Padre
Prima domenica d’estate,
dicesti ho inteso il tempo fermarsi.
Non serve sperare, attendere che il cuore
batta ancora,
ci porta l’orbita veloce
per finiti spazi sconosciuti,
soltanto resistono immagini, voci,
frammenti di anni vento e febbre,
nostalgia di te, di noi.
Mi sei vita e non posso chiamarti
non ci sei
il capo appena chino ad ascoltarmi
e un grido vince
e la terra è riposo vano,
sei respiro interrotto
presenza lacerata
che tocca il fianco e l’apre.
Il lampo del ricordo incrina il cielo,
eri oltre passato e futuro,
eri silenzio, unico varco
nella tenerissima distanza che ci univa.
Portavi il tuo nome con orgoglio,
invidiabile la bella dignità dell’addio,
eri già oltre
eppure nella radice del nostro stesso sangue
e più oltre ancora
tu vivi.
Giulio Bernini


Significazione critica della poesia “Padre”
di Giulio Bernini
La parola spezzata del Bernini dichiara la costitutiva imperfettibilità del sapere, la transitorietà, che rende l’identità segno e sintomo di un altrove, di una nostalgia, che insaziabilmente rimanda a un’unità dissolta.
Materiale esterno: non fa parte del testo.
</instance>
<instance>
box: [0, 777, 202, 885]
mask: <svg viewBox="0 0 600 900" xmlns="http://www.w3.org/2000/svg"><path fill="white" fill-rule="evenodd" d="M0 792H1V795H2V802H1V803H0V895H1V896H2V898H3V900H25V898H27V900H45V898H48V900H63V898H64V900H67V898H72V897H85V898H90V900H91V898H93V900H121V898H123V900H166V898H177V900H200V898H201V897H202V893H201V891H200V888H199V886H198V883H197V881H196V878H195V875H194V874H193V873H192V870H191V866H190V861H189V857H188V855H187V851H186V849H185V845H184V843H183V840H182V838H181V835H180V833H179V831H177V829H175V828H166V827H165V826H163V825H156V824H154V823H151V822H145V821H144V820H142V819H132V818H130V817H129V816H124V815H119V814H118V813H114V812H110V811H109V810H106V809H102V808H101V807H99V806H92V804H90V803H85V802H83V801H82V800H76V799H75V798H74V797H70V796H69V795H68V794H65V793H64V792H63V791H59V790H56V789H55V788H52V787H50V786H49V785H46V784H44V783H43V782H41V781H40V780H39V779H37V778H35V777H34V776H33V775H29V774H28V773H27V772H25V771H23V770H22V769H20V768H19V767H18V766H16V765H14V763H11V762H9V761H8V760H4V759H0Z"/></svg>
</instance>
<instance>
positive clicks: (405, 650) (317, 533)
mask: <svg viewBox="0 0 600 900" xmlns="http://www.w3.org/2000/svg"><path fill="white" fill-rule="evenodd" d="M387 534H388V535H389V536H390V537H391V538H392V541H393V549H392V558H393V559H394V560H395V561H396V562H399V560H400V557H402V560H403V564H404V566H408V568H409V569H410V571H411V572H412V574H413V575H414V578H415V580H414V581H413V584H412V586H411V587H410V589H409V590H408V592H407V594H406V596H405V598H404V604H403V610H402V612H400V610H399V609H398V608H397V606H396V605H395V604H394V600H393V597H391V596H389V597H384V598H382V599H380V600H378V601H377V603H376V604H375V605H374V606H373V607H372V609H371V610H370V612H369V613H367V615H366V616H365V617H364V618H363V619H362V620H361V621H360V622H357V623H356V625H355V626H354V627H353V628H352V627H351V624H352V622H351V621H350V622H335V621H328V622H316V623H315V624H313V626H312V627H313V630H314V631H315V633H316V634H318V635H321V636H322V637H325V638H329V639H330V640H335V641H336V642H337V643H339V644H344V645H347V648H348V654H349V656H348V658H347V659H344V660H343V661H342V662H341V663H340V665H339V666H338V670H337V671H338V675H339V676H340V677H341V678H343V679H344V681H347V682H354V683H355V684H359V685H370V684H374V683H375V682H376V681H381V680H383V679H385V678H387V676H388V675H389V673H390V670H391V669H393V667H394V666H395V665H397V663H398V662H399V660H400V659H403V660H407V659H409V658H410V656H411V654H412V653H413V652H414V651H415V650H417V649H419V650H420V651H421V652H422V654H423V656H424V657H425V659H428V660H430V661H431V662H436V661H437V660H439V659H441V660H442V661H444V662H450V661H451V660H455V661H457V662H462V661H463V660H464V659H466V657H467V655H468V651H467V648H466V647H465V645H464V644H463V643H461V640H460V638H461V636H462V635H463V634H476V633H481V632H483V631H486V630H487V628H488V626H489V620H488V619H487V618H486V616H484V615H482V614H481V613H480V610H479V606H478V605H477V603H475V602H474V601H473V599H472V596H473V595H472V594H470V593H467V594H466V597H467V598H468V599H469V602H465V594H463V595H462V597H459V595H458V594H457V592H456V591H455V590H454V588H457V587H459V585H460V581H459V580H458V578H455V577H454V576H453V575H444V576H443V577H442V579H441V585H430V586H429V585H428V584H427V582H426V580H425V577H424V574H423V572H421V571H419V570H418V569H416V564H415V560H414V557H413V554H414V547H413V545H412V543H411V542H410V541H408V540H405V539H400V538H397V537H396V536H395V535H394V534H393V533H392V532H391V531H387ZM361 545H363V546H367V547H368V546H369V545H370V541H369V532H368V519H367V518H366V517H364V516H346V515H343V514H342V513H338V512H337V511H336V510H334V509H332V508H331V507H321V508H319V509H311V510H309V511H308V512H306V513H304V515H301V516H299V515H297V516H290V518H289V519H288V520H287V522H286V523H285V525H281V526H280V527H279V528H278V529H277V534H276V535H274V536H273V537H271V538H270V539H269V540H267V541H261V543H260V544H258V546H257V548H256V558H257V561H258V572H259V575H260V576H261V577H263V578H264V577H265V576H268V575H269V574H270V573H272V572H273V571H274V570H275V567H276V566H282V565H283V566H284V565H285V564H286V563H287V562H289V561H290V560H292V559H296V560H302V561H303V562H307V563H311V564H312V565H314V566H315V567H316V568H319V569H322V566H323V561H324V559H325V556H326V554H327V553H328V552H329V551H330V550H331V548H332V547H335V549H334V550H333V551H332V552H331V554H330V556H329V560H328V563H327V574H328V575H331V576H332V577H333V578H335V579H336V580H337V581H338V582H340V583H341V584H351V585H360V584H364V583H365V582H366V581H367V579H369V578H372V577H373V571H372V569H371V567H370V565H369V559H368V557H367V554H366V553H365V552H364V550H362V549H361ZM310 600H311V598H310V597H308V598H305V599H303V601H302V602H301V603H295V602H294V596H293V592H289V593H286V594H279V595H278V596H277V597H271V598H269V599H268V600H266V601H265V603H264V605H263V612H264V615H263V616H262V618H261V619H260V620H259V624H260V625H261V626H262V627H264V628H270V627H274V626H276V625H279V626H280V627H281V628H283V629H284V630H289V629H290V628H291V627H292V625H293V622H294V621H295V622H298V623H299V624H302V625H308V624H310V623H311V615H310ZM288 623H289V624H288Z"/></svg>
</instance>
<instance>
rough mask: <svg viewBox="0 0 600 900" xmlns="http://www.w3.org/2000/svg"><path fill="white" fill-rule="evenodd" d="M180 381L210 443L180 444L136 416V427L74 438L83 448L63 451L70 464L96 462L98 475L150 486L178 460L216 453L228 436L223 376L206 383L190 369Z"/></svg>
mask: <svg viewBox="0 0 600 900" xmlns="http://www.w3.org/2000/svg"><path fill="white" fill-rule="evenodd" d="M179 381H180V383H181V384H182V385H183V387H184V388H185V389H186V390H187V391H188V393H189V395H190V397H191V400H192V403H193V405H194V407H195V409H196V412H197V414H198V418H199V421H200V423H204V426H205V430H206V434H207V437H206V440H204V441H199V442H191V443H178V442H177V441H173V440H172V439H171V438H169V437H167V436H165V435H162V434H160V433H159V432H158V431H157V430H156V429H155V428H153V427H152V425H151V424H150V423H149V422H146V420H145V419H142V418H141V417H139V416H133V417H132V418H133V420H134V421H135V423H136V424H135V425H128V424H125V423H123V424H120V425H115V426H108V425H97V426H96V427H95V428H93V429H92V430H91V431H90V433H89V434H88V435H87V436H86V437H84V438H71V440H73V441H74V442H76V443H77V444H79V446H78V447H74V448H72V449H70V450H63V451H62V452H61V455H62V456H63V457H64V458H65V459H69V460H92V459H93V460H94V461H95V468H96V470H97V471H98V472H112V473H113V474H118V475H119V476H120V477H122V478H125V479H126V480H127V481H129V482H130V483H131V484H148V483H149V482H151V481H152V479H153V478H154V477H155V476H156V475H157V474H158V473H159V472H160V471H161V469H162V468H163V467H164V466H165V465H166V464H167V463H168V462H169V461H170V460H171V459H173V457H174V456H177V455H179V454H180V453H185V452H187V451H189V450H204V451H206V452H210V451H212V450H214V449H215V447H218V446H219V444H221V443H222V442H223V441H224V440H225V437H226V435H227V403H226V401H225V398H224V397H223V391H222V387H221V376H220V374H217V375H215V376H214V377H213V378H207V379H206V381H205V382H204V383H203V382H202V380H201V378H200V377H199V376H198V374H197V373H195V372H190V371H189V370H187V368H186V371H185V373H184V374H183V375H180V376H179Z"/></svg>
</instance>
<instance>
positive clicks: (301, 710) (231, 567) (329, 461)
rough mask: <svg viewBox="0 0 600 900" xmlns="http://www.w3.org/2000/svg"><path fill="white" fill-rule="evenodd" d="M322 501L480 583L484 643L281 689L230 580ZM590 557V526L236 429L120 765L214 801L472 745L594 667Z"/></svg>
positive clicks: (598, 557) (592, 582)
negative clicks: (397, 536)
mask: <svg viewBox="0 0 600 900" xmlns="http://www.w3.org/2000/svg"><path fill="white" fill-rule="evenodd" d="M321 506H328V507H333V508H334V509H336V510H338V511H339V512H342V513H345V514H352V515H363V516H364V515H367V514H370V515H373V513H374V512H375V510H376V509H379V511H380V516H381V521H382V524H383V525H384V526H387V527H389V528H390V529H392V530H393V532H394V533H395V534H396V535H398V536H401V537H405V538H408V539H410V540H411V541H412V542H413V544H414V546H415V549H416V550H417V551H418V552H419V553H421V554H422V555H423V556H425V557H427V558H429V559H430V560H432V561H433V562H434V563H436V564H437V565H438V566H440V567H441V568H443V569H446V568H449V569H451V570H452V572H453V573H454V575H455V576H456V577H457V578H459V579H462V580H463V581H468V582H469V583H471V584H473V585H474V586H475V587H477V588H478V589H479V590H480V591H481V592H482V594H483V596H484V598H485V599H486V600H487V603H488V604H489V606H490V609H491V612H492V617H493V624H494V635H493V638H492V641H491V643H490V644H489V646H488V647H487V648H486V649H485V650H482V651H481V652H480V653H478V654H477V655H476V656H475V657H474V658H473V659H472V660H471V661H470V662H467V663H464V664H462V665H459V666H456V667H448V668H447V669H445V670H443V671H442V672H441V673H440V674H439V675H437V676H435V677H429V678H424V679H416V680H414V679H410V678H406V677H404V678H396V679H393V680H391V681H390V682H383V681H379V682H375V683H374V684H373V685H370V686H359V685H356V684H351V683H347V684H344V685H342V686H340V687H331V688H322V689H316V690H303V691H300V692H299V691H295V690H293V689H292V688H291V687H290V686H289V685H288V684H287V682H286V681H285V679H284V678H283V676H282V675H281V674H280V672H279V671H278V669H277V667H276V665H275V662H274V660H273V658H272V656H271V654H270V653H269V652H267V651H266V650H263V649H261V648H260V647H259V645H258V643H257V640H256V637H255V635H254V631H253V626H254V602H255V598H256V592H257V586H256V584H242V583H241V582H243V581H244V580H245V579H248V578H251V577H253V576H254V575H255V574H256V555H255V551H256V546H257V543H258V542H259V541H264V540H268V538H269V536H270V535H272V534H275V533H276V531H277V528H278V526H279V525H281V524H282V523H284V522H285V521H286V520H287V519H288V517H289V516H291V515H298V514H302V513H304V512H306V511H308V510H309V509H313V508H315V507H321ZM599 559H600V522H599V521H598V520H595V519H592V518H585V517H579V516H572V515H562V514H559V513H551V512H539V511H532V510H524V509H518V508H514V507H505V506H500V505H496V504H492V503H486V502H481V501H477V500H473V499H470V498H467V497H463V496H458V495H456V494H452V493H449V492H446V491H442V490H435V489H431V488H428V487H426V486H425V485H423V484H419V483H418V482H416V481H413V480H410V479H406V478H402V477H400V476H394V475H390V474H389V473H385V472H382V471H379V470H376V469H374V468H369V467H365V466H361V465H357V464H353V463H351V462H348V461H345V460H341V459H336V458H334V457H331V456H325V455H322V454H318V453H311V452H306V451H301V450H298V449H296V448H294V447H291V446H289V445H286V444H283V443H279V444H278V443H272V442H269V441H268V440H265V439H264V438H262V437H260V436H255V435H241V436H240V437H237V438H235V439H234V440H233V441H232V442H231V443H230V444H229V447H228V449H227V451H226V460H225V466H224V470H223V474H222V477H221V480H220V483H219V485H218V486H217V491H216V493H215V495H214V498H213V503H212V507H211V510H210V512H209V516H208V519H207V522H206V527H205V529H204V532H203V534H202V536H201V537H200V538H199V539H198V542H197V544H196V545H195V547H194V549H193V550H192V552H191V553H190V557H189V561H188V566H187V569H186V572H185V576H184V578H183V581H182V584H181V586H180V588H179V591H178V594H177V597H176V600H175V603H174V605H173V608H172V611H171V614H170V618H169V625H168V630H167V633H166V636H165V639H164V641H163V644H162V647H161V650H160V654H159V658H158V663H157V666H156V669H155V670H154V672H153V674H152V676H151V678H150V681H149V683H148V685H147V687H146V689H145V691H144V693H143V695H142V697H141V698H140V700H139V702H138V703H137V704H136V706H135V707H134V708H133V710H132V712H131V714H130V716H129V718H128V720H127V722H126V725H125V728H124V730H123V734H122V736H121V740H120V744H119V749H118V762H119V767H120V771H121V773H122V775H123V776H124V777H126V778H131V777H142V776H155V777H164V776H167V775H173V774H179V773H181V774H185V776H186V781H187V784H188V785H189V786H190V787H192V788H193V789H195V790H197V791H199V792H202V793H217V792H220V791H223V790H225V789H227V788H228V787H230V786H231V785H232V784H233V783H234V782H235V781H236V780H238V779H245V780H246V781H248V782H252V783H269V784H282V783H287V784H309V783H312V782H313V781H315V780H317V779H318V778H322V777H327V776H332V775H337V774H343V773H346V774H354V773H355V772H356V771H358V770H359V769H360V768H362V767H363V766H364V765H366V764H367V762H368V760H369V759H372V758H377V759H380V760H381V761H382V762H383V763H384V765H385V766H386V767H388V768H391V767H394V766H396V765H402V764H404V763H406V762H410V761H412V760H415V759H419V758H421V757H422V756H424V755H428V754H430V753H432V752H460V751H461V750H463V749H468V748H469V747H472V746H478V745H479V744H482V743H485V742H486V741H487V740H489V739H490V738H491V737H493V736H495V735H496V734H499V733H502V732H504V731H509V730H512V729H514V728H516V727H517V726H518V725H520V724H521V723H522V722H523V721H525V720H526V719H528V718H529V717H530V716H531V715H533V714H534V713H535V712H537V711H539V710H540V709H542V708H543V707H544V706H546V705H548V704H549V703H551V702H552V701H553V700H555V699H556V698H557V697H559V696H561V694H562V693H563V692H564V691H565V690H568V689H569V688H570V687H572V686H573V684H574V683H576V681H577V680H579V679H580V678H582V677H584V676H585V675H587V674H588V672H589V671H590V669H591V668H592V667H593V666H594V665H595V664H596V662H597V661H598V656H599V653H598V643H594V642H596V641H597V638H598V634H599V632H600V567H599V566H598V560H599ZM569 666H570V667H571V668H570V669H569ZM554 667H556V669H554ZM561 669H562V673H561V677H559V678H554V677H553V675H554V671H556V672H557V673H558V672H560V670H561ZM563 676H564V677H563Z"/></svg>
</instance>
I versi del poeta partecipano il dolore, ma celebrano l’infinito possibile rincontrarsi fra le braccia eterne delle forze elementari e archetipiche della vita. La ricerca del paterno mancante supera la spazialità di un possibile smarrito, si apre all’ancora, un ancora differente, ma stesso, perché ugualmente intenso nel senso, nel valore. Il movimento del continuum della vita umana e cosmica, oltre l’identità singola, traccia l’appartenenza essente al tutto e la sensazione estatica dell’abbraccio alla vita, eternamente e ciclicamente presente, è liberazione dalla sofferenza della separazione, per la tensione al tutto unico e assoluto che lega le cose, dono dell’arte.